Typically, a Euclidean domain is defined to be an integral domain which admits a function defined on all nonzero elements whose values on the set of all non-negative integers. Some author requires additional condition which says that for every nonzero elements $a$, $b$ the value of the function at $ab$ is no less than that at $a$.
One may use those properties to prove that every ED is a PID, and by the theorem which says that PID is UFD one gets that every ED is a UFD.
Sometimes, it is required to prove ED is UFD without the concept of PID. However, hard part appears to be that every elements in ED can be written as a finite product of irreducibles.

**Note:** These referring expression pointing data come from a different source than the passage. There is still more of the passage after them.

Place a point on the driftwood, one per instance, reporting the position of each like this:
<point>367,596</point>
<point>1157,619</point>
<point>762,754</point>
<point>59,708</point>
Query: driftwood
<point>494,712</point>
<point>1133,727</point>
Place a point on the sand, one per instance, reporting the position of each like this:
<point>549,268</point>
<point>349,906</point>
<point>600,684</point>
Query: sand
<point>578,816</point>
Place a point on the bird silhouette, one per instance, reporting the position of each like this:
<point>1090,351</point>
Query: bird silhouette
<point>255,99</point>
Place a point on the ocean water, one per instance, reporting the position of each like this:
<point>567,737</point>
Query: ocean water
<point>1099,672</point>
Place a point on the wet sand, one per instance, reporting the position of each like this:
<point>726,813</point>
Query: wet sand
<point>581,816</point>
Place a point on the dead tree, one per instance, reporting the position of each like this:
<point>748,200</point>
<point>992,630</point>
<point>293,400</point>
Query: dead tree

For me, it is unavoidable to pass through PID argument. However, as most ED function satisfies, if we have that the value of the function at a nonzero element is strictly larger than that at a proper divisor (non-unit, not associated), then typical least value argument provides that in the domain every elements can be factored into irreducibles.
My question is that is there any ED which does not admit any ED function with the above stronger property.
Oops. There is no such ED because we can prove that if $f$ is a euclidean function of an ED then for every nonzero $a$ and a proper divisor $d$, we can prove that $f(d) < f(a)$.
Let $a=dq$. Let $q$ and $r$ be such that $d=ka+r$, $r=0$ or $f(r)<f(a)$. Because $d$ is a proper divisor, $r \neq 0$. Therefore $f(a)>f(r) = f(d(1-kq)) \ge f(d)$, since $k$ is not a unit so $1 \neq kq$.